Protesting farmers were met by riot police with fire hoses just metres from the European Parliament on Thursday, as they tried to grab the attention of the European Council by expressing their collective outrage at EU green policies threatening their livelihood.
In an unusually rowdy protest, even by Brussels standards, tyre fires and tractor blockades greeted European leaders as a transnational coalition of farming groups took to the streets. They are angered by EU green policies—including decrees forcing active farmland to go fallow, restricting the use of fertiliser, and limiting permitted amount of livestock—as well as national edicts such as reduced subsidies on diesel fuel—that are direct results of the EU’s Net Zero commitments.

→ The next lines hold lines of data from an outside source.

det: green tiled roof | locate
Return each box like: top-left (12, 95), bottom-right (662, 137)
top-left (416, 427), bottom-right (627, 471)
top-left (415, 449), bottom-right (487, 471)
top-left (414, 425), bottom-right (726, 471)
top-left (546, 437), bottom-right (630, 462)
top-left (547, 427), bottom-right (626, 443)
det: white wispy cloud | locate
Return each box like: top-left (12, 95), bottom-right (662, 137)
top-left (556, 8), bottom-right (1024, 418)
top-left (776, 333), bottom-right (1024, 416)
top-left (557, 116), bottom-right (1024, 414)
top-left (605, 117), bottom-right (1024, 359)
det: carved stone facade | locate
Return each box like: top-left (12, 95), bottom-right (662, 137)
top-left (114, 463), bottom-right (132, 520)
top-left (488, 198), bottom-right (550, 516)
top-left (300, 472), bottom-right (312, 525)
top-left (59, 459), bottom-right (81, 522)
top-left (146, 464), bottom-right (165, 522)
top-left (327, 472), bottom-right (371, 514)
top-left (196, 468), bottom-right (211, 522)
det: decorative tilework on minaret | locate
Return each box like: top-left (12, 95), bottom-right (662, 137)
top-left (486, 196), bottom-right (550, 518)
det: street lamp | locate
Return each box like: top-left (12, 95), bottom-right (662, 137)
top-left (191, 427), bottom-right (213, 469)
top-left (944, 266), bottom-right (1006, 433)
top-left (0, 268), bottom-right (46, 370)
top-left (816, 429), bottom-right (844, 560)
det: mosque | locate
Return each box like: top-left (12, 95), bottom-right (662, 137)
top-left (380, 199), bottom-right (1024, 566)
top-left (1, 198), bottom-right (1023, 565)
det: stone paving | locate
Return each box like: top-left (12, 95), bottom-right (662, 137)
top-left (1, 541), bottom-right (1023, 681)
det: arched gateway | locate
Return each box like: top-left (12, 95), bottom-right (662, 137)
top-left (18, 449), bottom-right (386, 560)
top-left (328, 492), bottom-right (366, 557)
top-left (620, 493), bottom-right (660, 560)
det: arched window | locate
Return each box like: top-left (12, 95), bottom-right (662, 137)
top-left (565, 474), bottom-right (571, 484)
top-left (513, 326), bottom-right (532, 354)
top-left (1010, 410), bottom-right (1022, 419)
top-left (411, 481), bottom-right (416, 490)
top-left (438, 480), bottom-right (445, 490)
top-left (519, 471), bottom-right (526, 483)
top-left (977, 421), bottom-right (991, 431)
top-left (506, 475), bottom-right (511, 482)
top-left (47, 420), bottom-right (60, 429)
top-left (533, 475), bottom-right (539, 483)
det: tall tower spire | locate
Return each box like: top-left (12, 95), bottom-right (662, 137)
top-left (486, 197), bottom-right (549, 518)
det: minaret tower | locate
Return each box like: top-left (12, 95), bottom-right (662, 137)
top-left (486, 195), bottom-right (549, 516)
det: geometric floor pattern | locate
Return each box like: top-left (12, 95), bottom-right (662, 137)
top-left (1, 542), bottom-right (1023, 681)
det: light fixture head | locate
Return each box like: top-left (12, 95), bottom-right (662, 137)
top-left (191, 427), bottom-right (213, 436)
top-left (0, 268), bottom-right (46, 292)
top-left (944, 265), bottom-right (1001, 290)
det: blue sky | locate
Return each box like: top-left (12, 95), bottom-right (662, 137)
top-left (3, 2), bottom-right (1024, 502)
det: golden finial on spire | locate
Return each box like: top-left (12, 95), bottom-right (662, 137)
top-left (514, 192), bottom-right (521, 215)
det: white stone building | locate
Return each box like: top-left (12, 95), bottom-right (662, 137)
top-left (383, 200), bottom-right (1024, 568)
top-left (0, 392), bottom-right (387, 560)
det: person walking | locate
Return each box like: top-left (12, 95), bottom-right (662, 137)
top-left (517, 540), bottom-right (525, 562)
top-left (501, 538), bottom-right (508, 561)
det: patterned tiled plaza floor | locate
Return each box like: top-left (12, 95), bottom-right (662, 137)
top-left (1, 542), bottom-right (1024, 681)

In remarks to The European Conservative, French MEP Thierry Mariani (Rassemblement National-ID) blamed the uproar on the wishes of EU elites to pursue free trade deals while suffocating native European industry with “Soviet-style administration of agriculture,” as well as relentlessly pursuing Ukrainian integration into EU’s common agricultural policy (CAP).
Farmers also denounced the EU for simultaneously negotiating trade deals to allow food imports from countries unfettered by such regulations. This could be seen in recent South American negotiations, halted after French farmer protests convinced President Macron to make a U-turn on the talks.

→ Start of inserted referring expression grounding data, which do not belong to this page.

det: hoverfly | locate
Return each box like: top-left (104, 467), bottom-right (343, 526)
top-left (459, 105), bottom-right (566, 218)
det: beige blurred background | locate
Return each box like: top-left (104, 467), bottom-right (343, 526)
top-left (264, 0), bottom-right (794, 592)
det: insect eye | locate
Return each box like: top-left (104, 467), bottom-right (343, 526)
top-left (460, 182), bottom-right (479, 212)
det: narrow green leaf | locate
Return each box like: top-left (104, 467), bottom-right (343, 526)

Tractors had been trickling into the city since early this week with farmers conducting high profile blockades of motorways surrounding Brussels Sunday. The largest contingents of tractors started flooding into Place de Luxembourg—the square in front of the Parliament—early Thursday morning.

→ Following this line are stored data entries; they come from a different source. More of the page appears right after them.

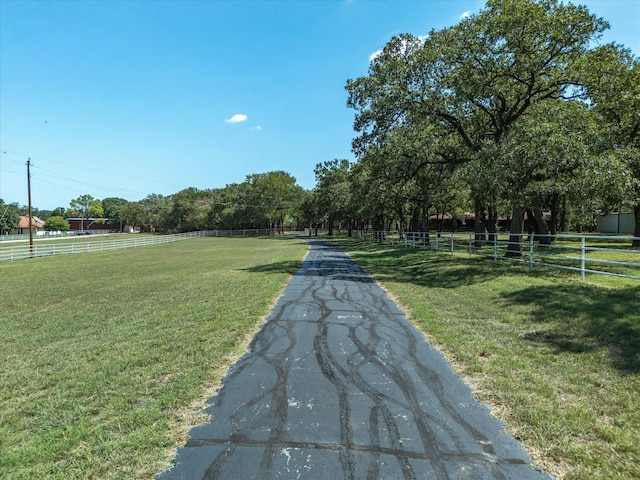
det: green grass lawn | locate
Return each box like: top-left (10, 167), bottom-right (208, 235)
top-left (332, 236), bottom-right (639, 480)
top-left (0, 237), bottom-right (309, 479)
top-left (2, 234), bottom-right (638, 479)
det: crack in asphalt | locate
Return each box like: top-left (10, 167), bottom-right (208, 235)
top-left (184, 437), bottom-right (528, 465)
top-left (159, 239), bottom-right (554, 480)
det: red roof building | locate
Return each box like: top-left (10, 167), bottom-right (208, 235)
top-left (17, 215), bottom-right (45, 233)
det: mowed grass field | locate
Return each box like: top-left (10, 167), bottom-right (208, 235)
top-left (2, 234), bottom-right (639, 479)
top-left (332, 236), bottom-right (640, 480)
top-left (0, 237), bottom-right (309, 479)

This massive show of civil disobedience came as European leaders flew into Brussels to discuss the next €50 billion financial package for Ukraine.
Armoured cars lined the streets near the European Council building from the early morning as protestors avoided the Schumann district where EU leaders were meeting and instead focused their attention on the vicinity of the Parliament, approximately one kilometre away.
As the demonstrations heated up, Belgian riot police clashed with farmers in the forum outside Parliament. Authorities responded with water hoses to tyre fires being lit and some protestors were struck with glass bottles. Farmers tried on multiple occasions to break through the police barricades only to be met with water cannons.
A famous statue near the Parliament of an industrialist was torn down, leading left-wing MEPs to immediately take to social media to blame the day’s unrest on the ‘far right’—and even the Hungarian government.
Among the groups represented at today’s protest were the Italian farming group Coldiretti as well as members of the Dutch BBB movement.
Speakers outside the European Parliament blamed a race to the bottom in food prices and relentless green austerity as the reasons for their protest.
Farmers are expected to stay in the city into the weekend. The current wave of protests across Europe are likely to increase in intensity in the coming months, ahead of European elections in June.